Scene Title One Favour, Two Strikes
Synopsis A little home invasion results in a tentative alliance between weasel and smoke.
Date November 28, 2010

The Octagon - #108

The apartments of the Octagon are among some of the most prime pieces of rental real-estate in New York City. Bright, open, and clean, these apartments are all painted an eggshell white and feature floor-to-ceiling windows that offer a sweeping, unobstructed view of the East River and Manhattan skyline. The view isn't as impressive from the first floor, but it doesn't give someone with a fear of heights a sense of vertigo as it would on the upper levels. Hardwood floors spread from wall to wall and through the spacious bedrooms and private laundry rooms complete with washer/dryer utilities.

The small entry way leads into the open-concept kitchen with its stainless steel appliances, polished granite counter tops, cherry finished cabinets and ceramic floor tile with all the convenience of a modern kitchen. Around the corner of that tiny hallway for stowing shoes, and the recessed coat closet, there's the living room. The furniture is very modern with clear lines and brushed aluminium frames paired with red upholstery that contrasts with the deep, black shag carpet creating a dark pool in the centre of the room.

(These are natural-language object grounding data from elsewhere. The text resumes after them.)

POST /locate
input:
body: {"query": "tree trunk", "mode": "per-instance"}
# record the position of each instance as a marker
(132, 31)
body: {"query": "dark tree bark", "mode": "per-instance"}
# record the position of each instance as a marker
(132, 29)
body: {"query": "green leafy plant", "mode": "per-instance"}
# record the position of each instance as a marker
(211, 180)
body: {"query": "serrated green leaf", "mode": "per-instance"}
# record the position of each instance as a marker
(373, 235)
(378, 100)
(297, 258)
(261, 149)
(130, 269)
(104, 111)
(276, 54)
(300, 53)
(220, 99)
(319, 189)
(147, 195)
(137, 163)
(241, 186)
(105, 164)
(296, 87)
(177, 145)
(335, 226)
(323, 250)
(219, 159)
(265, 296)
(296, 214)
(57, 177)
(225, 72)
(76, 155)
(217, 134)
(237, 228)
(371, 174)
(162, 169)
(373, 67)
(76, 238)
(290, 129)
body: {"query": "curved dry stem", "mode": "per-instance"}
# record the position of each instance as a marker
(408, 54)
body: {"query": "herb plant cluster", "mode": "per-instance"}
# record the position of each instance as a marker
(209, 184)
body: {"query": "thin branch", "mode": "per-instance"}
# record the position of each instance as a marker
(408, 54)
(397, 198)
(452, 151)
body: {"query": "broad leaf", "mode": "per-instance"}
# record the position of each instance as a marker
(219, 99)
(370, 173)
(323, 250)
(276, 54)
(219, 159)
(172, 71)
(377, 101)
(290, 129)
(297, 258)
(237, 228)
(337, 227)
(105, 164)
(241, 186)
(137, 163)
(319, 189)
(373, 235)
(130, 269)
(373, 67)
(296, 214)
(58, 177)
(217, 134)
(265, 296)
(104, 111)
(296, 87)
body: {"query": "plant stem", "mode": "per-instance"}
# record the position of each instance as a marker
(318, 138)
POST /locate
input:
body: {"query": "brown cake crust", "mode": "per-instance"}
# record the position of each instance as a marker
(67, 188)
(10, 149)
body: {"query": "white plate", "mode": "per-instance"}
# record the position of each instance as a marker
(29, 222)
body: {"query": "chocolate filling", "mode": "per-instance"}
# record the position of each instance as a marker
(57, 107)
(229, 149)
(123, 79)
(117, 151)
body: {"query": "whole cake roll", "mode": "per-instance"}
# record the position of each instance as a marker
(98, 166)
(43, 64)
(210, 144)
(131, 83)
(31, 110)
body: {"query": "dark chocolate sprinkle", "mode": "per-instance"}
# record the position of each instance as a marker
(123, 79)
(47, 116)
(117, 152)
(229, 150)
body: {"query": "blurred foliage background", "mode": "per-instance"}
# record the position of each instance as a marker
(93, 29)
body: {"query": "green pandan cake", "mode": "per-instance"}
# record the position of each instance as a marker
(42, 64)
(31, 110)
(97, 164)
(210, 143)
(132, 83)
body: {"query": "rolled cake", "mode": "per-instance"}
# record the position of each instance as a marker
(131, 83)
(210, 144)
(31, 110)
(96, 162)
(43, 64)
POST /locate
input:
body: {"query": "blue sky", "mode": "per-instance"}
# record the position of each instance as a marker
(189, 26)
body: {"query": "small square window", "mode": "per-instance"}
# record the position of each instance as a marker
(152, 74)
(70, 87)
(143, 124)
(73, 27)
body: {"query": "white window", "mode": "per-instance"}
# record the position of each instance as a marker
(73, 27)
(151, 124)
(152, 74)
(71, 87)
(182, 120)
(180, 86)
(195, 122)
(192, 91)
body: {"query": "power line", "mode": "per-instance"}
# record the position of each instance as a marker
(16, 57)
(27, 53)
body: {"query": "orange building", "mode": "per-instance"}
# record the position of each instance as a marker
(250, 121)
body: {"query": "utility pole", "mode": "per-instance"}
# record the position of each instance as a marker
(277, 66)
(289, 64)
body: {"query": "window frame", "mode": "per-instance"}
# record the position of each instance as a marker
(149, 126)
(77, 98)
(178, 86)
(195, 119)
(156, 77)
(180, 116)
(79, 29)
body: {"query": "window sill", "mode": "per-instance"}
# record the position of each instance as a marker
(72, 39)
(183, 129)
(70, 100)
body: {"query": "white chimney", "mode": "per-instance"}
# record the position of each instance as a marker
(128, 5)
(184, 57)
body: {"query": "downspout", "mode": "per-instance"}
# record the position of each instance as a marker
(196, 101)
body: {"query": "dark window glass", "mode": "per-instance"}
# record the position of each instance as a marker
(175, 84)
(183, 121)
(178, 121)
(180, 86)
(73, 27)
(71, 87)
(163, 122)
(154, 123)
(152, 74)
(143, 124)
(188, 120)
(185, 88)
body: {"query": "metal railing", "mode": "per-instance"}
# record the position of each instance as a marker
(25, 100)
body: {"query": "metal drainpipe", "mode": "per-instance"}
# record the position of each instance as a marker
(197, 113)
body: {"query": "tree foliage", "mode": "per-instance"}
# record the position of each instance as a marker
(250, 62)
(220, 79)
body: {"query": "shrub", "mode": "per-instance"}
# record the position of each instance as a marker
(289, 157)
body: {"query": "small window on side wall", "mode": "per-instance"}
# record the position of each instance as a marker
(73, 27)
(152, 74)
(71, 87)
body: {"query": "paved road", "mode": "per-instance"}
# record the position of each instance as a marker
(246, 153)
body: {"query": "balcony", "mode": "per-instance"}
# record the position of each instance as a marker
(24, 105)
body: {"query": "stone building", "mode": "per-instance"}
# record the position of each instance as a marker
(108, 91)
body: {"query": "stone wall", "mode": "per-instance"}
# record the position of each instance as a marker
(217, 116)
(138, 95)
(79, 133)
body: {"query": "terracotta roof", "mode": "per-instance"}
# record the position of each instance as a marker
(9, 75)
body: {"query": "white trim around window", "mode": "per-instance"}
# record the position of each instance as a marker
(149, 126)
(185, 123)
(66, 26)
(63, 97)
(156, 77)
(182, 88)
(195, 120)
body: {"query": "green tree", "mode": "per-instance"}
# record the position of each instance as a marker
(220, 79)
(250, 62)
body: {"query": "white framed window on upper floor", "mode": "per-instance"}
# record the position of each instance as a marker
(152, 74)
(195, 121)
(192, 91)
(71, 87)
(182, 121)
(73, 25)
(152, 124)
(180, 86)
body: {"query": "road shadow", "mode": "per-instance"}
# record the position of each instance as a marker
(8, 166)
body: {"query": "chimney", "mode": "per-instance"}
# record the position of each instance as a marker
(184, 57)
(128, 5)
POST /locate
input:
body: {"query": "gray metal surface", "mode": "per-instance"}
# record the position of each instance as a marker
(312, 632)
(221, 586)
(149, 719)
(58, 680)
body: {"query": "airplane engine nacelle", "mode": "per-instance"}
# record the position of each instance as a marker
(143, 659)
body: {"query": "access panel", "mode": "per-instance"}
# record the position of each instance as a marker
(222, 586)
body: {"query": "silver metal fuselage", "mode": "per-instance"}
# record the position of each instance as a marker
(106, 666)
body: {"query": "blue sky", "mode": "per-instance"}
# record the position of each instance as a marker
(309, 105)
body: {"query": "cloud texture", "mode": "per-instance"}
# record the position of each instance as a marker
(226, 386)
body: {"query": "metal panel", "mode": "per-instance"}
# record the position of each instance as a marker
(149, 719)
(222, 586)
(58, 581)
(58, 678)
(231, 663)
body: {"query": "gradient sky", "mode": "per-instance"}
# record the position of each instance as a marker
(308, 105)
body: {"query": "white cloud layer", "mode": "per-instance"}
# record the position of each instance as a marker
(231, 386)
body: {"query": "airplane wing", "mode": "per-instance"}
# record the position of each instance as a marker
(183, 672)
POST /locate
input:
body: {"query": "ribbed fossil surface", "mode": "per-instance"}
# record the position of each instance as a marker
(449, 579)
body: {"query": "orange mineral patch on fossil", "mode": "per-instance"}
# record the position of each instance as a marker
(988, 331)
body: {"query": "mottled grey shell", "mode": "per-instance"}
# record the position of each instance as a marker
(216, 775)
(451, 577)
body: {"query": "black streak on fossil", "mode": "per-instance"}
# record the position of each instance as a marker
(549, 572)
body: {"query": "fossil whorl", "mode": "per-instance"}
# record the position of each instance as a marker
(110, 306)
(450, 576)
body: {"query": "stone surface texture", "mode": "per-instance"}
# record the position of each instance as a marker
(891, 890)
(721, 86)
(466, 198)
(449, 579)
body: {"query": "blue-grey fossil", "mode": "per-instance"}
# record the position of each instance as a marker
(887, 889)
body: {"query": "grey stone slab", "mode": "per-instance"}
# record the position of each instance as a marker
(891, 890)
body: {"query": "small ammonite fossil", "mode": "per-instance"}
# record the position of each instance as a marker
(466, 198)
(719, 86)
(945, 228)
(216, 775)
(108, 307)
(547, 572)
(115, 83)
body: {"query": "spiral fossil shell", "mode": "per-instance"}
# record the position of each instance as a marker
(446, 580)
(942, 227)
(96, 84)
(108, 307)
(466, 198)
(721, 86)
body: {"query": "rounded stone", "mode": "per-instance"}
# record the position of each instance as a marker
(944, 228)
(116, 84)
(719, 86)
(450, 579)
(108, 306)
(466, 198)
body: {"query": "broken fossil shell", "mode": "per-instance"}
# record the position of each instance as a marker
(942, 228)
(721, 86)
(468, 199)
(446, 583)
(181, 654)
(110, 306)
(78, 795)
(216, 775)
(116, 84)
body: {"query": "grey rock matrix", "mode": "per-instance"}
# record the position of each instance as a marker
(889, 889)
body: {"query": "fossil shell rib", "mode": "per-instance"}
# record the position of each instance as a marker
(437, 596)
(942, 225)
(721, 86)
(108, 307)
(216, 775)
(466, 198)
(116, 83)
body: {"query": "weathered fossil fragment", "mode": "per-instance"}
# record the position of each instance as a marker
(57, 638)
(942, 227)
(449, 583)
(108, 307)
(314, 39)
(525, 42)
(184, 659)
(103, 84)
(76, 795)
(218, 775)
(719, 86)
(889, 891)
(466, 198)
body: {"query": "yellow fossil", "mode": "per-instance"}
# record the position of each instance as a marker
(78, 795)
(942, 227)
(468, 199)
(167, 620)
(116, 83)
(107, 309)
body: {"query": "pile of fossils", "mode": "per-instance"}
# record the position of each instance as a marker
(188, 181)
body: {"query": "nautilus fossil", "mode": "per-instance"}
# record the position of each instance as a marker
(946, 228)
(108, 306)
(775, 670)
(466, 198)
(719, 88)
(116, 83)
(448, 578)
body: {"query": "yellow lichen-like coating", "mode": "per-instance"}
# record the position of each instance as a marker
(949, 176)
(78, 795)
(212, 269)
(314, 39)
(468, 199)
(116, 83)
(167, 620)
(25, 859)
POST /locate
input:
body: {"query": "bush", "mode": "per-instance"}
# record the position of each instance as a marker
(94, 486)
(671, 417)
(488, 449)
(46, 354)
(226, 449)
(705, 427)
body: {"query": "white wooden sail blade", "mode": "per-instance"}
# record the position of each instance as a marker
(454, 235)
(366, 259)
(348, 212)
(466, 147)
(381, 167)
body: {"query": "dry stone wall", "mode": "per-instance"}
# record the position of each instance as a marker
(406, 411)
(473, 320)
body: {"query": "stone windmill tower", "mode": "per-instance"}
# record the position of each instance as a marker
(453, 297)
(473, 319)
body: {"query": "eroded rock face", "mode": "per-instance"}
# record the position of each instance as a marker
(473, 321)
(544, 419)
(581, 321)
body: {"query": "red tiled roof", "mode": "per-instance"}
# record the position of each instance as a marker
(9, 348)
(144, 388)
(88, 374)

A coffee table sits in front of the couch, black legs and glass top surface gleaming in the cool white light overhead. A television has been mounted on the wall, large enough to suggest that the occupant is paid well, but small enough as to indicate that the television doesn't hold much interest. A modest, low entertainment cabinet sits beneath the set, equipped with a Blu-ray, DVD on the first shelf, a video cassette and Betamax player on the next. The Blu-ray player is new, if one judges by the lack of dust settled on it compared to the other components. Beneath that is a collection of films that can be played on any of the four. Mostly in the romance genre.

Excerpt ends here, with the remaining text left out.